As Abdullah grew up, the Saudis’ rule was threatened by the same intolerant fanaticism of their allies’ atavistic Wahhabi “Brotherhood” that had helped bring them to power. The kingdom was threatened constantly by war and rebellion. As an adult, Abdullah saw the burgeoning of phenomenal oil wealth and the corrosive effects of spectacular greed—and more fanaticism, more insurrection—including the bloody siege of the Great Mosque in Mecca in 1979.
It was after that savage battle that Abdullah’s predecessors started trying to export not only their radical faith, but their radicals, to fight in a holy war against the godless Soviet communists in Afghanistan. From that effort grew the nucleus of the organization that came to be called al Qaeda, while Wahhabi-funded imams and schools indoctrinated young men the world over.
After then-Crown Prince Abdullah heard of the attacks on the United States in 2001, a visitor to the palace found him at prayer. “I am sure our good people did not do these things,” Abdullah said when he had finished, and it took him some time to accept what had happened. It was not until al Qaeda carried out a series of bombings in Saudi Arabia in 2003 that Abdullah turned the full force of his security apparatus against the organization and its sympathizers.
In 2002, Abdullah had tried to set a new course for Saudi and Arab diplomacy, with a plan that offered Israel peace with every nation in the Arab world if it would return to its 1967 borders, accept East Jerusalem as the Palestinian capital, and work out an arrangement to allow the descendants of Palestinian refugees to return to their original homeland or receive compensation. The Israelis found the plan unacceptable.
At the same time, Abdullah had to watch intrigues in his own family. His father, Abdelaziz ibn Saud, had left more than 40 recognized sons by several women. When Abdelaziz died in 1953, the succession passed to his son Saud, who was deposed in 1964 by his half brother Faisal, who was murdered years later by a nephew. The crown has never yet passed to the next generation, and will not do so now.
In the 1980s, King Fahd and his brothers Sultan, Nayef, and Salman—all sons of the same mother, Hassa bint Ahmed al Sudairi—looked as if they would establish a dynasty within the dynasty.

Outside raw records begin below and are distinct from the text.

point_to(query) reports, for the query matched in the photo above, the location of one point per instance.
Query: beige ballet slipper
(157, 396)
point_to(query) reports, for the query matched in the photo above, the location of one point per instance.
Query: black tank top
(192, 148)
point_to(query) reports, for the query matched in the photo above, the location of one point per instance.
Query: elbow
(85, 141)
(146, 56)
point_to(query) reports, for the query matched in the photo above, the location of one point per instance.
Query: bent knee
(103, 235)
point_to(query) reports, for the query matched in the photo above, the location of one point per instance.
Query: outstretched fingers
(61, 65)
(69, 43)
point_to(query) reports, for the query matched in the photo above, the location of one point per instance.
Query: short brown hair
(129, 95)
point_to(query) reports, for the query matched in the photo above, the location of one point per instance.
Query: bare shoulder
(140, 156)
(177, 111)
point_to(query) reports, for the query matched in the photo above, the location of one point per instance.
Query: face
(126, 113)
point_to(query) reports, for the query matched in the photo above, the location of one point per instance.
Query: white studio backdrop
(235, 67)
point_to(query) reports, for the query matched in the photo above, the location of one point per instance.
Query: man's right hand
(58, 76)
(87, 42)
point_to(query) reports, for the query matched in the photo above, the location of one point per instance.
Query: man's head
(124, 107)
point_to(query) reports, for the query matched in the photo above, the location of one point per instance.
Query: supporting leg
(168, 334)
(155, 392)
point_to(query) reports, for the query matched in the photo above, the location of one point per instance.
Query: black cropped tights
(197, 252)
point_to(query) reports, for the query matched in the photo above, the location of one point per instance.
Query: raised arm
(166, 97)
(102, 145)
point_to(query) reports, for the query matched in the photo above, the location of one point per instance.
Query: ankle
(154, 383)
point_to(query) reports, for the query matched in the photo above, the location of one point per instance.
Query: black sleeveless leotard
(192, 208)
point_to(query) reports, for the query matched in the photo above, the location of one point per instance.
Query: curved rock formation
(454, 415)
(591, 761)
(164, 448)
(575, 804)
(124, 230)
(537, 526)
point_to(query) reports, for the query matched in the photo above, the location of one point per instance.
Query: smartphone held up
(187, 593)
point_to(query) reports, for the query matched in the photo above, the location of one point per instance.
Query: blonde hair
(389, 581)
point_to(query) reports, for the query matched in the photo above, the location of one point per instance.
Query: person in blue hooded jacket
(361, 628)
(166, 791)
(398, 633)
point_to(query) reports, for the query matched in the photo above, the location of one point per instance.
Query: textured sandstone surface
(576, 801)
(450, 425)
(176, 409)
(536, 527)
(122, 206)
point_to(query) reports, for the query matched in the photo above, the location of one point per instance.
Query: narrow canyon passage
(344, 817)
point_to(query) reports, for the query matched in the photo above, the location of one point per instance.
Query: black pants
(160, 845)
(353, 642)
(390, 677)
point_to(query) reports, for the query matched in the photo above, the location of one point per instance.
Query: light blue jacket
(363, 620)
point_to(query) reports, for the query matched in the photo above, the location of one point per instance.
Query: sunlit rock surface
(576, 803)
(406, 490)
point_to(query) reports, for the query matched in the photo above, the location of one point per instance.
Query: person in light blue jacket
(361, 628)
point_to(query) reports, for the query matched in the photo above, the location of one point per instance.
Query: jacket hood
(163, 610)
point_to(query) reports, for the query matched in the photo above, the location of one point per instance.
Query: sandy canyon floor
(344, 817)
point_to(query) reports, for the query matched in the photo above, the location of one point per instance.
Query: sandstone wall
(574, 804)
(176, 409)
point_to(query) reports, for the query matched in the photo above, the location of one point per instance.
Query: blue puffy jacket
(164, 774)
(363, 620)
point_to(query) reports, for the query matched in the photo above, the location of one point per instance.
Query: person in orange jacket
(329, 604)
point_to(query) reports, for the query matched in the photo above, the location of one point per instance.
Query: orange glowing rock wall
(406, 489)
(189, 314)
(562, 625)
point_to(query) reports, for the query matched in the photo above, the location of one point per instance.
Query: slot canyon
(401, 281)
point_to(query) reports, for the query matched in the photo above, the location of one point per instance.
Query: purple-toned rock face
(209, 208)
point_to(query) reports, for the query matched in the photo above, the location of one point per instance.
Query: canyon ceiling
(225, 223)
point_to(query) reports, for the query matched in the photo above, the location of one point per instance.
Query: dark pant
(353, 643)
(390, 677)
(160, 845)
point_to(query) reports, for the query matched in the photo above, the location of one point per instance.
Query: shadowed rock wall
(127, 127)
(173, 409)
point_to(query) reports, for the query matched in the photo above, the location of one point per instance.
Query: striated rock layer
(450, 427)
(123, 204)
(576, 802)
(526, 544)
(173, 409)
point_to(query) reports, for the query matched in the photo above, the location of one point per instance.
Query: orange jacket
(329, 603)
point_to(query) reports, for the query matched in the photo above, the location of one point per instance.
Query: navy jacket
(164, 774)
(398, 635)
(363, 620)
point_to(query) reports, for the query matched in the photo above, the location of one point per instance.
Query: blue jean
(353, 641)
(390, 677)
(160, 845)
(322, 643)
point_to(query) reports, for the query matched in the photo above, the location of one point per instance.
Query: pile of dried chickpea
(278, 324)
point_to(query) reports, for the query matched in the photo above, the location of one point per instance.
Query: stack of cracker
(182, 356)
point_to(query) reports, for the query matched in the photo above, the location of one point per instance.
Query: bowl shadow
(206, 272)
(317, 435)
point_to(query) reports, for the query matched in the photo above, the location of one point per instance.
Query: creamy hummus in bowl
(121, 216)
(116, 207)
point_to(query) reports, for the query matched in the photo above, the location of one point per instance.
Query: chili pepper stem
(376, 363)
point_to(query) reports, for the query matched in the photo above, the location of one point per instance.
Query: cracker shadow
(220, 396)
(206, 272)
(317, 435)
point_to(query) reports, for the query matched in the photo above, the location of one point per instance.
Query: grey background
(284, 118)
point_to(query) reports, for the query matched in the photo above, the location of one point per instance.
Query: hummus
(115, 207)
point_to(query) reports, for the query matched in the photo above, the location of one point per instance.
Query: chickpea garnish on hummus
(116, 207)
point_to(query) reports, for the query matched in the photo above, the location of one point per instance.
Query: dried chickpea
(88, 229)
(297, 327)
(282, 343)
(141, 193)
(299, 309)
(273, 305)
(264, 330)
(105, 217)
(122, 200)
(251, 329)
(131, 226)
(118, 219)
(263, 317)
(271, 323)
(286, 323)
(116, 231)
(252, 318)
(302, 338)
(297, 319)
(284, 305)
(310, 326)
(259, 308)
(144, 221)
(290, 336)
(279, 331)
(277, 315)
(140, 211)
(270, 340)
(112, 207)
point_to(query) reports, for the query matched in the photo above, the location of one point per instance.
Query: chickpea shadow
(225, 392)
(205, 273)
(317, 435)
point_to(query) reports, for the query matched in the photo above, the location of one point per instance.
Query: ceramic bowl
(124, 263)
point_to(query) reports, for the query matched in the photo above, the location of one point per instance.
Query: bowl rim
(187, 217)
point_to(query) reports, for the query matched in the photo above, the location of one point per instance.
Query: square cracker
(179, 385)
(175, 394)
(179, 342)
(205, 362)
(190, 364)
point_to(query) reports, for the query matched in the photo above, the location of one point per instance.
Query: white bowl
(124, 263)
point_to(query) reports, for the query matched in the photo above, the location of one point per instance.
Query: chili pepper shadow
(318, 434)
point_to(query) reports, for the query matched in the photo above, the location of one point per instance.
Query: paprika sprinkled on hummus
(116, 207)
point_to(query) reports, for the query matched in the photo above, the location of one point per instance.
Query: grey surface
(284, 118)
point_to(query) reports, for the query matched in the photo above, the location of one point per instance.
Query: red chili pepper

But by then Abdullah, his mother’s only child, was well established as the head of the powerful, and heavily tribal, Saudi National Guard. His power base could not be ignored.
When Fahd suffered a debilitating stroke in 1995, Abdullah became the de facto ruler and when Fahd died in 2005, Abdullah succeeded to the throne. But the Sudairi brothers were positioned to follow him: Sultan as defense minister, Nayef as interior minister, Salman as mayor of Riyadh. Then Sultan died in 2011 and Nayef died in 2012.

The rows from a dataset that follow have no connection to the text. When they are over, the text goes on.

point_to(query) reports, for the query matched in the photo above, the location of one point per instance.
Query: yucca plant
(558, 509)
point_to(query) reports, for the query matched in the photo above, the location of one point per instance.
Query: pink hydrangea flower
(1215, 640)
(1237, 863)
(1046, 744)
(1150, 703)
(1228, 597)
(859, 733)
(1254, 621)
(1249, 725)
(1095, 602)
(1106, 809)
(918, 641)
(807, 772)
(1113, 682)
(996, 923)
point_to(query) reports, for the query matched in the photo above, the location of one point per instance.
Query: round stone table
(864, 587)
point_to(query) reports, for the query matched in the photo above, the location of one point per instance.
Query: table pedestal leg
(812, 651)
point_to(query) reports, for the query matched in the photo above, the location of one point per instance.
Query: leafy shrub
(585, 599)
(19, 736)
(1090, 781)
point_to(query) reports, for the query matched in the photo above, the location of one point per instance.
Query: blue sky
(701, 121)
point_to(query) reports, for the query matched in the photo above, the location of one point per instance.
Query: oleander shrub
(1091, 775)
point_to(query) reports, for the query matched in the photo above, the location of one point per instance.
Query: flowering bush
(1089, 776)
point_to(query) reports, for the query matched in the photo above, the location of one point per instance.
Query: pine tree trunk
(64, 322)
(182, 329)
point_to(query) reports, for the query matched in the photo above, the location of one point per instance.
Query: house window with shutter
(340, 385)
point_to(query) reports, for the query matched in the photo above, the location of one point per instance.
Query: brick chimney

For the moment, Salman’s designated successor is his half brother Prince Muqrin who, at 69, is the youngest of the surviving sons of Abdelaziz. But many in the kingdom view him as a weak figure. The man Salman has named as deputy crown prince, counter-terror czar Mohammed bin Nayef, 55, the son of Nayef, the grandson of Abdelaziz and Hassa bint Ahmed al-Sudairi, already is talked about as the dominant power in the upper echelons of the government. For now, it looks as if the monarchy will endure. And, for better or worse, given so many uncertainties in such a strategic part of the world, the United States had better hope that it does.